次は蛇みたいなやつ。こいつはとにかく見た目で脅してきた。ミコトはビビらねーと決める。


「ガウタマにだって俺にだって、そんな姿でいくら脅したってダメだ。お前の負けだ」


蛇みたいなやつは慌てて逃げて消えた。


続いて多足のかいぶつがミコトの前に出る。


「貴様はもう俺の糸で縛られている。貴様は天と地の糸で縛られている。修業者よ、おまえはもう動けない。貴様はもう解脱することはない」


ミコトはやれやれといった感じで答えた。ぜんっぜんこわくねーぞ?


「俺はそんな糸なんかに縛られちゃいない。天?地?しらねーよ。たとえ縛られたって俺には効かねー」


ミコトは両手をひらひらさせた。そして手を組む。


「おまえの負けだ」


多足のかいぶつは怯えて逃げ消える。

「こやつはだめだ、こやつは我々のことを知っている!」


続いて蝙蝠に似た者がミコトの頭上を飛び回る。老いた顔がその腹からしゃべりだした。


「昼夜は過ぎ去らぬ。生命は損なわれぬ。人の寿命はめぐり廻る。車輪の巡るようにだ」


ミコトはその蝙蝠の腹から目を離さない。


「昼夜は過ぎていく。生命は損なわれる。人の寿命は尽きる。死が訪れないということはありえない。そこの小川の流れるように」


蝙蝠は逃げ飛んで消えていった。



ガウタマの智慧だろうか。後半はミコトが考えるよりも悪魔の軍勢たちへの答えが出てきた。やれやれと小屋へ戻るとスジャータはいなくなっていて、さっき残っていたはずの不定形のばけものが伏せて待ち構えていた。マジかー。


「お前はまた眠るのか?太陽が昇ったというのに」


ミコトは息を吸い、さっきは無意識にしたのうにガウタマの智慧を自分の中から探した。少しそのやり方がわかってきた気がする。

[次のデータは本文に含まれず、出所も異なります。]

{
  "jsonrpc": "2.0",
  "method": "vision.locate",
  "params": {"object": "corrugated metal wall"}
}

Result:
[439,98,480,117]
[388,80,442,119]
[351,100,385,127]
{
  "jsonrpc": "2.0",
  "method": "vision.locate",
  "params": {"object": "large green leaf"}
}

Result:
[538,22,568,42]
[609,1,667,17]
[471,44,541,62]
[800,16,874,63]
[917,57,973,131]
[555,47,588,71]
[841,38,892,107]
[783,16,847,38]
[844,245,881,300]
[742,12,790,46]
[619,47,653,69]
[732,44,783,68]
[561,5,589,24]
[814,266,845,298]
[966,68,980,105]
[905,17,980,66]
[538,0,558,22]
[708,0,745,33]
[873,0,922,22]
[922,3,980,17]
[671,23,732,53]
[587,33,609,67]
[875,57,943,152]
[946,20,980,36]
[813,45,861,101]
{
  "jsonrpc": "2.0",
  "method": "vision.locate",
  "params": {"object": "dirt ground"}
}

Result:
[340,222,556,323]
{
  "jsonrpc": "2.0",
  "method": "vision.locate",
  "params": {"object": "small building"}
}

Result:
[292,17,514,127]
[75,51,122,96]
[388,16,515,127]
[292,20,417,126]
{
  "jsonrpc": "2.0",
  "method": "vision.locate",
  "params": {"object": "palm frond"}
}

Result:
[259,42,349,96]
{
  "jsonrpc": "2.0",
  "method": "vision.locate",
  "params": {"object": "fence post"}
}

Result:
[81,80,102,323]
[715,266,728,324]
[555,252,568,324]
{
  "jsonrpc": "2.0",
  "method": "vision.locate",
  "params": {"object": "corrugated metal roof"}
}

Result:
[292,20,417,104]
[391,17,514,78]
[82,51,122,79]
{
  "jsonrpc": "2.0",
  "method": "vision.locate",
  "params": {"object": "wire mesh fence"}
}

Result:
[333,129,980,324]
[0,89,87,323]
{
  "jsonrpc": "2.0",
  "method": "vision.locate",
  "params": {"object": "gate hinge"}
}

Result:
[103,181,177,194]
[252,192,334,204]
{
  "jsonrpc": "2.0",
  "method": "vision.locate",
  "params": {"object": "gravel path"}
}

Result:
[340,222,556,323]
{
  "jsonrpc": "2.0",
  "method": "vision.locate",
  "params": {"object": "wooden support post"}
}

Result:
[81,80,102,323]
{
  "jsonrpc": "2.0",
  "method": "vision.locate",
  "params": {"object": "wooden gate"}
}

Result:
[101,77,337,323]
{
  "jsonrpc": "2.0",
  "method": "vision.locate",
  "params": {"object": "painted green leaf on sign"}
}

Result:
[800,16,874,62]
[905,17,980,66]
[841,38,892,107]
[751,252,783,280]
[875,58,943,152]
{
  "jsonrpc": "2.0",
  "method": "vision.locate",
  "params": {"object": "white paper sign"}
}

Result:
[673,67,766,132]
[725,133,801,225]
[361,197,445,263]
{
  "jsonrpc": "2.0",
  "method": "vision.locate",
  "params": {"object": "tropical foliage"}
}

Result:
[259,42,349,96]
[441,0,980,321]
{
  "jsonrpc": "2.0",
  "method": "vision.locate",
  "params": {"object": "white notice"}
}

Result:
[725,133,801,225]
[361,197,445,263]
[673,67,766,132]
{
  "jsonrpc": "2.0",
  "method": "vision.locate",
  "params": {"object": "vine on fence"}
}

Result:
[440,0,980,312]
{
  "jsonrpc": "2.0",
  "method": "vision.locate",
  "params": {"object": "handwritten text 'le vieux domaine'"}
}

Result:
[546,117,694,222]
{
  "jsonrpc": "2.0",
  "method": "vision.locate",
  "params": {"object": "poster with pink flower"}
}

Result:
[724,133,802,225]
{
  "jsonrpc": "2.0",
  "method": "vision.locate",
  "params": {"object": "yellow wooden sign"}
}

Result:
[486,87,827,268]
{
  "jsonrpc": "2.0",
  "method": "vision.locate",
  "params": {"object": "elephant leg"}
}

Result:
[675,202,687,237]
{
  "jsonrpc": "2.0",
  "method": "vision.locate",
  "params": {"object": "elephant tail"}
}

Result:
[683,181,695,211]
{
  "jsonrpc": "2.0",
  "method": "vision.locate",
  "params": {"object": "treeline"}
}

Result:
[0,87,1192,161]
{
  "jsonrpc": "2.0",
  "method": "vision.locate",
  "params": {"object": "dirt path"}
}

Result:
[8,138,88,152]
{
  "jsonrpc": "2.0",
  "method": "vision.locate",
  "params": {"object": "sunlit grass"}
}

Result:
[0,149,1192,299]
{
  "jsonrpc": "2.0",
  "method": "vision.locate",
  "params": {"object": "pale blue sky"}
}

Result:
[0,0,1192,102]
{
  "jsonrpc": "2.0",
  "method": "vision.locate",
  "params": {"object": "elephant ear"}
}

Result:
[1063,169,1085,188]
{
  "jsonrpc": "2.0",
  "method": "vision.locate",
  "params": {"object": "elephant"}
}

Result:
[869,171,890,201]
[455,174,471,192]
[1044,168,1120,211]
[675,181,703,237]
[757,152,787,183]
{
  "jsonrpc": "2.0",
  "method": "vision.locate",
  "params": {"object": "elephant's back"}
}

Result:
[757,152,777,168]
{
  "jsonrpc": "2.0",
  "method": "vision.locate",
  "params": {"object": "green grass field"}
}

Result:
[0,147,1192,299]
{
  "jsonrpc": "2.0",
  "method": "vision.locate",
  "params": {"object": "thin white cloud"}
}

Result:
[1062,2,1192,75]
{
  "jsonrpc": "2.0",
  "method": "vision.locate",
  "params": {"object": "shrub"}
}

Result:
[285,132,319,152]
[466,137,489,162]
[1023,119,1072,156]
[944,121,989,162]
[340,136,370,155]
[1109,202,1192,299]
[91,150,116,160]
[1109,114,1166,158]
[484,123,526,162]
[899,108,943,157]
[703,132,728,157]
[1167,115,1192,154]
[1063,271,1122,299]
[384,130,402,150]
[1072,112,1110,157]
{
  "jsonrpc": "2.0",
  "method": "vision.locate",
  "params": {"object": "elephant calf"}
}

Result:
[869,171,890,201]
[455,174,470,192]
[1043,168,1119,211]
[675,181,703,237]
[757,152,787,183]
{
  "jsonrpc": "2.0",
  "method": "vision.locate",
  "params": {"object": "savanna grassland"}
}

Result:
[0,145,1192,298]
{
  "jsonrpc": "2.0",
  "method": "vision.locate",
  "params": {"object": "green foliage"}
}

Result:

「一切の妄執が滅び尽きてしまったら賢者は微睡むのである。それがお前に何の用があろうか。悪魔よ」


不定形の悪魔はやはり怯えるように逃げ消える。


あくびをすると、ミコトはもうひと眠りすることにした。ごろんと麻の床へと横になる。


「智慧かー」


「勉強、すっかな。なにせ世界救わなきゃいけねーんだしな。よし、カピラバストゥに戻るか」


そこにはガウタマの読んだ本とかが残ってるかもしれなかった。